What about the massive student loans for useful degrees? Chinese and Indian engineers don't leave school with $80k in debt immediately. Competitive disadvantage comes in many forms other than wages.
EHP, it's riveting, all right, but I think I'll go listen to Jon Stewart. Goodnight, all.
NHL has outdrawn vs NBA in local tv markets these playoffs, you should check out hockey
Did you see "King Corn"? Frightening.
A hamburger from a corn-fed cow has about 6 times as much saturated fat per pound than grass-fed. The corn syrup segment will make you puke.
EHP,
I grew up in Colorado beef country (i.e., feed lot city) in the '70s. The kids I knew whose family was "in the business" said that McD's was their absolute toughest client (albeit a good and fair one). You did what they told you too or you didn't do business with them. Very high standards.
I am placing my bet on the FHA being the first to go down (i.e. ask for a huge cash infusion from the government), before the PBGC and FDIC. The devil I know...
finally got a couple of bites on the short reel at the close - FAZ @ 6.40 and TZA @ 26.80 .... should be an entertaining week.
if we kick the fib tires on this rally, that should mean 790 SPX or so. but 950 first wouldn't shock me (though I would be a grand or two poorer...)
As long as we're talking sports - the Dodgers are one left arm in the pen away from being the best Dodger team of all time.

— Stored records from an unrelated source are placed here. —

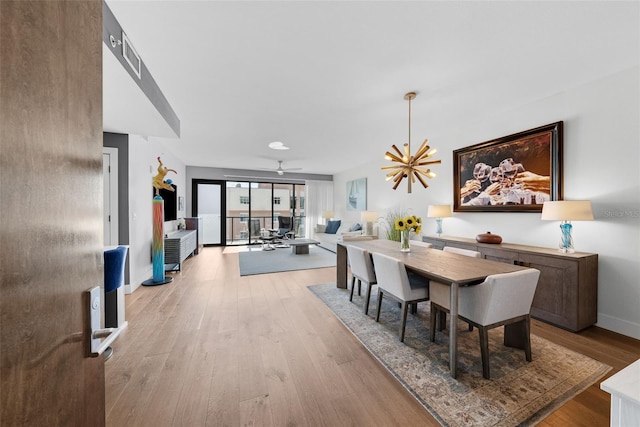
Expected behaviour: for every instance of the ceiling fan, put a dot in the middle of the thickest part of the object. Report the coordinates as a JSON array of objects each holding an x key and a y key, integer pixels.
[{"x": 280, "y": 170}]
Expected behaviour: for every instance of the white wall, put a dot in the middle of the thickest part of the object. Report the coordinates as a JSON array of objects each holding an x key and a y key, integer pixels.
[
  {"x": 143, "y": 165},
  {"x": 601, "y": 163}
]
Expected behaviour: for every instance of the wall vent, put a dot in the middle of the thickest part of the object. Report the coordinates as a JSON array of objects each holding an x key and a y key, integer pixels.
[{"x": 131, "y": 56}]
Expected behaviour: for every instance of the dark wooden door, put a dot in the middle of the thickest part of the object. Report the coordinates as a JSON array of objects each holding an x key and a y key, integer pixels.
[{"x": 50, "y": 210}]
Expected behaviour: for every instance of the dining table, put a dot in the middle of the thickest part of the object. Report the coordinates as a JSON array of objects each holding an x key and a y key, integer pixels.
[{"x": 448, "y": 268}]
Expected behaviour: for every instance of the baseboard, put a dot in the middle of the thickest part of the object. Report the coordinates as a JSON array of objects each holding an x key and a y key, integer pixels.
[{"x": 620, "y": 326}]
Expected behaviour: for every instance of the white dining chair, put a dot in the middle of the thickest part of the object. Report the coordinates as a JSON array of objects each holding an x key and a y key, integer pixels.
[
  {"x": 442, "y": 291},
  {"x": 362, "y": 271},
  {"x": 502, "y": 299},
  {"x": 394, "y": 282}
]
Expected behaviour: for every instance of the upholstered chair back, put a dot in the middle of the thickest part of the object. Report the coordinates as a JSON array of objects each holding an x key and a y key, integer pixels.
[
  {"x": 499, "y": 297},
  {"x": 361, "y": 264}
]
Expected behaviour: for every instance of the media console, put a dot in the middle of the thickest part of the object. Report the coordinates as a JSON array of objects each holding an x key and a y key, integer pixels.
[{"x": 177, "y": 247}]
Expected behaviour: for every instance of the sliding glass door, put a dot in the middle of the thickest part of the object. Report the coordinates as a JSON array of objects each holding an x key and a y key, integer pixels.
[
  {"x": 208, "y": 204},
  {"x": 255, "y": 206}
]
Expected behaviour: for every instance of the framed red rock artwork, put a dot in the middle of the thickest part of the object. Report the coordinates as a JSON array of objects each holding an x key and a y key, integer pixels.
[{"x": 515, "y": 173}]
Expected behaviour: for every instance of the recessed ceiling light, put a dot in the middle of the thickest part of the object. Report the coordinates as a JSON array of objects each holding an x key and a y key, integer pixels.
[{"x": 277, "y": 145}]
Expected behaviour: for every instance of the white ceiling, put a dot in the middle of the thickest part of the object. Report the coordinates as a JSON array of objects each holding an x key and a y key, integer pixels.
[{"x": 328, "y": 78}]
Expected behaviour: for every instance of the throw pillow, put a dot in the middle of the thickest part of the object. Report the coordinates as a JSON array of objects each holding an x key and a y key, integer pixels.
[{"x": 332, "y": 226}]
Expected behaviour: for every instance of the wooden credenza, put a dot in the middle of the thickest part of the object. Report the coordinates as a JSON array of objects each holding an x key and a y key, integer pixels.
[
  {"x": 177, "y": 247},
  {"x": 567, "y": 293}
]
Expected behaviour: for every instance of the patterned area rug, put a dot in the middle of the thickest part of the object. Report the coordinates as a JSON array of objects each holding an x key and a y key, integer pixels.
[
  {"x": 282, "y": 259},
  {"x": 518, "y": 393}
]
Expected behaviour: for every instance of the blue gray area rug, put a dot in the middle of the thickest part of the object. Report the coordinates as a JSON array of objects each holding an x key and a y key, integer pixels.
[
  {"x": 518, "y": 393},
  {"x": 281, "y": 259}
]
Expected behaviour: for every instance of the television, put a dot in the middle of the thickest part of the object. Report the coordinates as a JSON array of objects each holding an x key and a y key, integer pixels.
[{"x": 170, "y": 202}]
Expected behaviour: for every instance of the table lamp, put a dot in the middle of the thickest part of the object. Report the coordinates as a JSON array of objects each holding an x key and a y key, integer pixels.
[
  {"x": 567, "y": 211},
  {"x": 327, "y": 215},
  {"x": 368, "y": 218},
  {"x": 438, "y": 212}
]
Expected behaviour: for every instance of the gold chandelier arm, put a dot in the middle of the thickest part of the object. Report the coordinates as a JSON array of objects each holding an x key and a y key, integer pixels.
[
  {"x": 397, "y": 150},
  {"x": 406, "y": 165},
  {"x": 430, "y": 162},
  {"x": 423, "y": 149},
  {"x": 422, "y": 181},
  {"x": 393, "y": 157}
]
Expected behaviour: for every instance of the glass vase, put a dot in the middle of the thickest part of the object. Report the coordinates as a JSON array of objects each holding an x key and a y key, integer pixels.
[{"x": 405, "y": 238}]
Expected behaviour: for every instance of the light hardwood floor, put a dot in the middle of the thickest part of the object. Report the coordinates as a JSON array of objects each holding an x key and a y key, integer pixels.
[{"x": 214, "y": 348}]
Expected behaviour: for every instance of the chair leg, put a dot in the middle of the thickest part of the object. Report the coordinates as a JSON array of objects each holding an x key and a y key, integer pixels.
[
  {"x": 442, "y": 320},
  {"x": 379, "y": 305},
  {"x": 484, "y": 350},
  {"x": 403, "y": 321},
  {"x": 353, "y": 285},
  {"x": 432, "y": 323},
  {"x": 527, "y": 343},
  {"x": 366, "y": 299}
]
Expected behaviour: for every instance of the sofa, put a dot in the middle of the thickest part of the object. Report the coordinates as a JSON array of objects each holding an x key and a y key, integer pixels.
[{"x": 335, "y": 231}]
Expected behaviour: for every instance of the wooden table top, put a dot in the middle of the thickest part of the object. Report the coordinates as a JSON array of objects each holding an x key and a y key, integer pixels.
[{"x": 438, "y": 265}]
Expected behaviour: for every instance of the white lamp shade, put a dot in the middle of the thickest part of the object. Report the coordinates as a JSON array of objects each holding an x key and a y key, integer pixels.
[
  {"x": 439, "y": 211},
  {"x": 368, "y": 216},
  {"x": 567, "y": 210}
]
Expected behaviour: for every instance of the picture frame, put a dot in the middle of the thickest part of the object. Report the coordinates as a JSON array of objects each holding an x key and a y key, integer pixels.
[
  {"x": 357, "y": 195},
  {"x": 514, "y": 173}
]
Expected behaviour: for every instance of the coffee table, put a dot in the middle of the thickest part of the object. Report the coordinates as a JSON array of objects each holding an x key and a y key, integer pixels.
[{"x": 300, "y": 246}]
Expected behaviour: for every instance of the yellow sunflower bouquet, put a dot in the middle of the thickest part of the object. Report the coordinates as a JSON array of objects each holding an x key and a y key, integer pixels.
[{"x": 405, "y": 226}]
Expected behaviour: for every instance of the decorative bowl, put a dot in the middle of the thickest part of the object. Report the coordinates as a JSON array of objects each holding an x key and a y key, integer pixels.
[{"x": 488, "y": 238}]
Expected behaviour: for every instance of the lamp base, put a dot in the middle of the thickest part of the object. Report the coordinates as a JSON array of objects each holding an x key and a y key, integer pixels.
[{"x": 566, "y": 240}]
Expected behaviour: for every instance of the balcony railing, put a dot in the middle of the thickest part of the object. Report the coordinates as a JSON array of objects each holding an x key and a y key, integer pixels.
[{"x": 242, "y": 231}]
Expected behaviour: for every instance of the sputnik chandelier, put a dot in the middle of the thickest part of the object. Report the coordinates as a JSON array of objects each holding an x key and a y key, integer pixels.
[{"x": 408, "y": 166}]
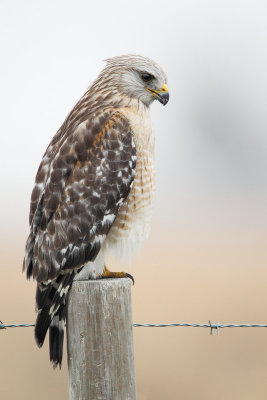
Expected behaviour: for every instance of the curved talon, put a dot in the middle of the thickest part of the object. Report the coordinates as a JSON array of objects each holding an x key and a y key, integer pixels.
[
  {"x": 129, "y": 276},
  {"x": 109, "y": 274}
]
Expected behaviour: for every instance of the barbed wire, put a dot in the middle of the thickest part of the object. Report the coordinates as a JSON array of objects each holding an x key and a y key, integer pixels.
[{"x": 210, "y": 325}]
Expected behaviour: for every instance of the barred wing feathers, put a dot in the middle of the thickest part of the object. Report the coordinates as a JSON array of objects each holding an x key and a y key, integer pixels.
[{"x": 74, "y": 205}]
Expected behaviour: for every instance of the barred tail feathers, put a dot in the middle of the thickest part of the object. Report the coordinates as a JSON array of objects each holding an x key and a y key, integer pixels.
[{"x": 50, "y": 301}]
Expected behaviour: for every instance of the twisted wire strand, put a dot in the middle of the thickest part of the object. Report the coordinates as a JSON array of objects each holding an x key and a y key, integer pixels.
[{"x": 210, "y": 325}]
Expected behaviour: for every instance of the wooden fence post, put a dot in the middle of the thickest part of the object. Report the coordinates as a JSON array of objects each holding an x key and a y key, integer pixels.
[{"x": 100, "y": 340}]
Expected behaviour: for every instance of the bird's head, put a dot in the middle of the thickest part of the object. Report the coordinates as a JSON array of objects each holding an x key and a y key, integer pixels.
[{"x": 137, "y": 77}]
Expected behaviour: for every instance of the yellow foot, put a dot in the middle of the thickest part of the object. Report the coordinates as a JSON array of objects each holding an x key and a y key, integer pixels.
[{"x": 108, "y": 274}]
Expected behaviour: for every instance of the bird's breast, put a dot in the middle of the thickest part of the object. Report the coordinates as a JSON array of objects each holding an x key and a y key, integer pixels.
[{"x": 132, "y": 224}]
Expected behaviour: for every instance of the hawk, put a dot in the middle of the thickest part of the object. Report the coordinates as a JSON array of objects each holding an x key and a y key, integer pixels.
[{"x": 93, "y": 189}]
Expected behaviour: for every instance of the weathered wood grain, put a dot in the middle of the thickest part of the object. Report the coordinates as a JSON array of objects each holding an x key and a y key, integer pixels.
[{"x": 100, "y": 340}]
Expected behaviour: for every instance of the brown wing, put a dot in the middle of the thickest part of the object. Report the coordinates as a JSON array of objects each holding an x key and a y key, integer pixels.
[{"x": 89, "y": 178}]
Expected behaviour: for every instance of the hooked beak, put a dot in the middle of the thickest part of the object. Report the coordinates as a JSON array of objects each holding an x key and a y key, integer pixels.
[{"x": 161, "y": 95}]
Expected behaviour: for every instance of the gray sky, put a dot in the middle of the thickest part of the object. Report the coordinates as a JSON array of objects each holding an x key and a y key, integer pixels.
[{"x": 211, "y": 142}]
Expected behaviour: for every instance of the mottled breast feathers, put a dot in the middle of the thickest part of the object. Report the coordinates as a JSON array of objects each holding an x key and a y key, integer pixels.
[{"x": 80, "y": 186}]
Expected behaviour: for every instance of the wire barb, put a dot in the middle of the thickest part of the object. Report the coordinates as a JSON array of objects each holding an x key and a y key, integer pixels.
[{"x": 210, "y": 325}]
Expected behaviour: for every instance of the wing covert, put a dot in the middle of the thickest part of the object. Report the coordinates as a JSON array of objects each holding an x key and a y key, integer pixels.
[{"x": 90, "y": 177}]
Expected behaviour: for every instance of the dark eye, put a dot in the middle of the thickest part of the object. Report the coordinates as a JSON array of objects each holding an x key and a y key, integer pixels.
[{"x": 147, "y": 77}]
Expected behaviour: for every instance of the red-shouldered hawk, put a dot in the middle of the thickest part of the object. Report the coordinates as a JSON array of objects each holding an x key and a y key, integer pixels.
[{"x": 93, "y": 189}]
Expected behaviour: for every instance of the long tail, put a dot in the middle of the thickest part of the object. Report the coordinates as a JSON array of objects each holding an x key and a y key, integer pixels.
[
  {"x": 51, "y": 309},
  {"x": 56, "y": 336}
]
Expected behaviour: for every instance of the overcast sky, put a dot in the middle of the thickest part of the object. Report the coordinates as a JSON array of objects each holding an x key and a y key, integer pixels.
[{"x": 211, "y": 141}]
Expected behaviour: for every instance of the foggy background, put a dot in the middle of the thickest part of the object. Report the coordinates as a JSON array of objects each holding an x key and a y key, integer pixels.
[{"x": 206, "y": 256}]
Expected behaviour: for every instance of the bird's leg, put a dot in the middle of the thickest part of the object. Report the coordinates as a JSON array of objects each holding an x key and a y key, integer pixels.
[{"x": 108, "y": 274}]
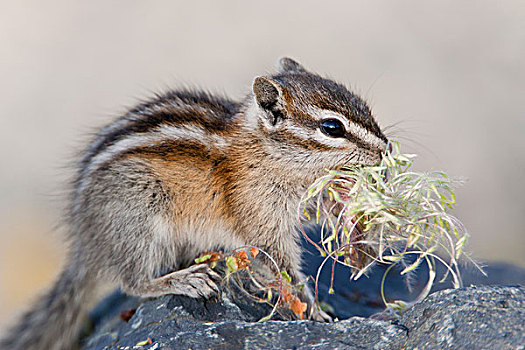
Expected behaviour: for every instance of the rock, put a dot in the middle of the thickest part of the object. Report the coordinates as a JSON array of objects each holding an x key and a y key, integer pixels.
[
  {"x": 485, "y": 316},
  {"x": 488, "y": 317}
]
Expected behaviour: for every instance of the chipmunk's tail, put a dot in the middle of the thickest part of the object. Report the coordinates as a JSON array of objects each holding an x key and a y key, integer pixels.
[{"x": 56, "y": 319}]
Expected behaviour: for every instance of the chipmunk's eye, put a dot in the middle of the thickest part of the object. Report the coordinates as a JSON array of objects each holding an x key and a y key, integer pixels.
[{"x": 332, "y": 128}]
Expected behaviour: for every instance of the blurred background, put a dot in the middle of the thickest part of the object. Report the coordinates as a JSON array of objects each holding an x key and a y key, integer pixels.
[{"x": 449, "y": 74}]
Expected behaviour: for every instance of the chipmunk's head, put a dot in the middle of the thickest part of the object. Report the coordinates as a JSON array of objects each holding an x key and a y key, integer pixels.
[{"x": 313, "y": 121}]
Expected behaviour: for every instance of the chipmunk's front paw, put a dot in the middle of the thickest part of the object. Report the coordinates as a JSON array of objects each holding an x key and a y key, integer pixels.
[{"x": 197, "y": 281}]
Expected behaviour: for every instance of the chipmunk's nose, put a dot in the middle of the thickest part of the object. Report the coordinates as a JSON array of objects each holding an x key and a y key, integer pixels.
[{"x": 388, "y": 149}]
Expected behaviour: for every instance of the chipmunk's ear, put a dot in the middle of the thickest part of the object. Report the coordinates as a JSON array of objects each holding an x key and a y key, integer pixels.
[
  {"x": 269, "y": 96},
  {"x": 287, "y": 65}
]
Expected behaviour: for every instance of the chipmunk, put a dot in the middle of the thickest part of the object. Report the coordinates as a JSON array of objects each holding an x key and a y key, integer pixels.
[{"x": 189, "y": 172}]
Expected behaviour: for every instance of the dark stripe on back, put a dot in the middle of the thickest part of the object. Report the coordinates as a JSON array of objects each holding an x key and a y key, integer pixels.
[{"x": 217, "y": 116}]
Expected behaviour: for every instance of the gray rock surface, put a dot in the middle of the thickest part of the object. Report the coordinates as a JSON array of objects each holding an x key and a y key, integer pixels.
[
  {"x": 488, "y": 315},
  {"x": 478, "y": 317}
]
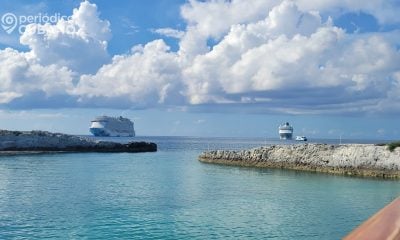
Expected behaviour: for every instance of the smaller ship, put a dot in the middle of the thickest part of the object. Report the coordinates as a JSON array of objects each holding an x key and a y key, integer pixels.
[
  {"x": 104, "y": 126},
  {"x": 301, "y": 138},
  {"x": 285, "y": 131}
]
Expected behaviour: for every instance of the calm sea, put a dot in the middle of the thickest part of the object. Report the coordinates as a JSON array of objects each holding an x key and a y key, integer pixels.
[{"x": 170, "y": 195}]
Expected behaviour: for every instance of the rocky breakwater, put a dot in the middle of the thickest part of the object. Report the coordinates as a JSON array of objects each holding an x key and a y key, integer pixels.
[
  {"x": 17, "y": 142},
  {"x": 350, "y": 159}
]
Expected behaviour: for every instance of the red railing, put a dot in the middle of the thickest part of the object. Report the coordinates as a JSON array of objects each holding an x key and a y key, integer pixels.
[{"x": 385, "y": 224}]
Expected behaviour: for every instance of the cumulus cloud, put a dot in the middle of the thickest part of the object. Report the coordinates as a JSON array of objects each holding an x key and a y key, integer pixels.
[
  {"x": 169, "y": 32},
  {"x": 148, "y": 76},
  {"x": 283, "y": 56},
  {"x": 20, "y": 75},
  {"x": 79, "y": 43}
]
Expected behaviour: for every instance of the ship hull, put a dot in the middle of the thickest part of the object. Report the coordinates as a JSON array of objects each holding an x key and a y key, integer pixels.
[
  {"x": 286, "y": 136},
  {"x": 102, "y": 132}
]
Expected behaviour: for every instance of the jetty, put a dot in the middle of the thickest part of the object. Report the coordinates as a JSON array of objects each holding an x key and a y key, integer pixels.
[
  {"x": 29, "y": 142},
  {"x": 366, "y": 160}
]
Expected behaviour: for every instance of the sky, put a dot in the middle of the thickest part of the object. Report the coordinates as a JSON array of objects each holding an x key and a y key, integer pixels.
[{"x": 234, "y": 68}]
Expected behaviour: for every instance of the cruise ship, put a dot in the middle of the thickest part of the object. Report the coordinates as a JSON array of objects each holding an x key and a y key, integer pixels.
[
  {"x": 104, "y": 126},
  {"x": 285, "y": 131}
]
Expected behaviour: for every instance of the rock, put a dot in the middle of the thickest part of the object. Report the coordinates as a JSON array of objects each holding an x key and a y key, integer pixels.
[
  {"x": 28, "y": 141},
  {"x": 349, "y": 159}
]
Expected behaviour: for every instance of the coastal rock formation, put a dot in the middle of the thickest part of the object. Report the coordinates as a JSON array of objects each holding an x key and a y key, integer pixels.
[
  {"x": 349, "y": 159},
  {"x": 41, "y": 141}
]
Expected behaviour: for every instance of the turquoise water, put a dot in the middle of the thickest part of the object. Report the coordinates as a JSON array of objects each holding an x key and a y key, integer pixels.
[{"x": 170, "y": 195}]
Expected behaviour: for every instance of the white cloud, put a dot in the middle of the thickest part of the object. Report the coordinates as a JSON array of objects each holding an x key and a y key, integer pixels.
[
  {"x": 79, "y": 43},
  {"x": 20, "y": 75},
  {"x": 284, "y": 56},
  {"x": 150, "y": 75},
  {"x": 169, "y": 32}
]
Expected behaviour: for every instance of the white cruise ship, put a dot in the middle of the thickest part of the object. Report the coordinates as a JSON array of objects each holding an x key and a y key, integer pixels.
[
  {"x": 104, "y": 126},
  {"x": 285, "y": 131}
]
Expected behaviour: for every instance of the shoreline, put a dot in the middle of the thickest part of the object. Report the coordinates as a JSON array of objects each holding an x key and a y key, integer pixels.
[
  {"x": 36, "y": 142},
  {"x": 364, "y": 160}
]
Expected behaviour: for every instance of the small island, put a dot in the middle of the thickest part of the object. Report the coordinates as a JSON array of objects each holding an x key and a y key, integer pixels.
[
  {"x": 29, "y": 142},
  {"x": 366, "y": 160}
]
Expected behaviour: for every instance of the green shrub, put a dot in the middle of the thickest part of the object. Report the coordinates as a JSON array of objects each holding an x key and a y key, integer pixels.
[{"x": 393, "y": 145}]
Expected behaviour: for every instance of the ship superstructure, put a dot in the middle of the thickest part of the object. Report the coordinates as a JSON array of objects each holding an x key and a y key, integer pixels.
[
  {"x": 105, "y": 126},
  {"x": 285, "y": 131}
]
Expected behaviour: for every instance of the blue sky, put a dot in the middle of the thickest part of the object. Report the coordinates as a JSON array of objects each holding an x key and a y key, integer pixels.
[{"x": 205, "y": 68}]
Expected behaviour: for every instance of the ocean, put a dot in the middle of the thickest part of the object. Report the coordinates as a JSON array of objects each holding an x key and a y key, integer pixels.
[{"x": 171, "y": 195}]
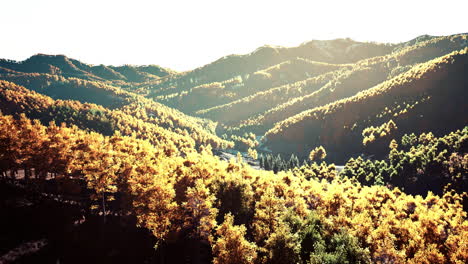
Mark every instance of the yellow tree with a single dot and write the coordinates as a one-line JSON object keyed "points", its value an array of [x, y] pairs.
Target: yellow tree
{"points": [[200, 214], [231, 247], [318, 153], [267, 215]]}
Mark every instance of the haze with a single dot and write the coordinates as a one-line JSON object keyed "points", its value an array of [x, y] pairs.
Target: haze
{"points": [[183, 35]]}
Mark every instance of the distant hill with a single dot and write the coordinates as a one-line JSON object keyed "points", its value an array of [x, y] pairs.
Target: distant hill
{"points": [[271, 92]]}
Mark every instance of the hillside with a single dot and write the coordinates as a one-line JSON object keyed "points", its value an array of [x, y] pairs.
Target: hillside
{"points": [[234, 162], [429, 97]]}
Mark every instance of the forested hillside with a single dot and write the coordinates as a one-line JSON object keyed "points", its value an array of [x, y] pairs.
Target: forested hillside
{"points": [[333, 151]]}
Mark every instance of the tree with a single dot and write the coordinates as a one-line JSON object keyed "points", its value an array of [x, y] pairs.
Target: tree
{"points": [[318, 153], [253, 153], [200, 214], [231, 247]]}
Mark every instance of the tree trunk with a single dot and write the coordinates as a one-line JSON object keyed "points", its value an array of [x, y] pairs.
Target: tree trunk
{"points": [[104, 206]]}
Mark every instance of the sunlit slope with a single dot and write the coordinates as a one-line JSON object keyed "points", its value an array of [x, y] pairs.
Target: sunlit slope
{"points": [[218, 93], [68, 67], [301, 96], [429, 97], [159, 125], [337, 51]]}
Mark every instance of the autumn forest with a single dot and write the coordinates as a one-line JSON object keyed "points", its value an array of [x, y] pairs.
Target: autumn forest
{"points": [[333, 151]]}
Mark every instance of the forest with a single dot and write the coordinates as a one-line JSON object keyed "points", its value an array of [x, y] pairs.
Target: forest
{"points": [[333, 151]]}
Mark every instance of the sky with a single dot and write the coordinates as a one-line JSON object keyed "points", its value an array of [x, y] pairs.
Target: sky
{"points": [[183, 35]]}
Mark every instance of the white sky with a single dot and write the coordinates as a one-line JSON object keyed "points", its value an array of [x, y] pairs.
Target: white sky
{"points": [[186, 34]]}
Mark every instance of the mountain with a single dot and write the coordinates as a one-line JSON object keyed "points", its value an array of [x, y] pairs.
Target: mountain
{"points": [[116, 161]]}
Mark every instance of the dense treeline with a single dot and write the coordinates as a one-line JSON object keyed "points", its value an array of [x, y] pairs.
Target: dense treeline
{"points": [[429, 97], [152, 123], [259, 112], [246, 215], [363, 75], [204, 96], [336, 51], [418, 163], [67, 67]]}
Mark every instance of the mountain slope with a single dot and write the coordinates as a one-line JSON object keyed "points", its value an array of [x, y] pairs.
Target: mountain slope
{"points": [[429, 97]]}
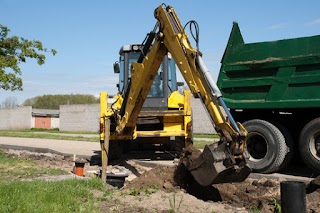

Very interested to see how they match up against the Cards, in both the regular and postseason. No one in the AL will offer a challenge if they keep playing at this level.
ghost,
I wouldn't bet against you. I fully expect FHA to follow the GSE path, becoming yet another black hole for taxpayer money.
Anyone that thinks the Fed will ever be able to unwind it's holdings is smoking crack, meth & hash simultaneously. Besides the ever-soaring federal deficits you have the backstopping of the banks, AIG, GSEs, FHA, FDIC, PBGC, FHLB, etc. None of these institutions can survive without ongoing transfusions of mountains of cash, yet what's the alternative? Let the banks, AIG, FDIC and/or FHLB fail and perhaps they have their systemic banking failure. Let the GSEs and/or FHA go and the real estate market collapses overnight, again taking the banking system down with it. Let PBGC fail? Might as well immediately write off SS & Medicare as well.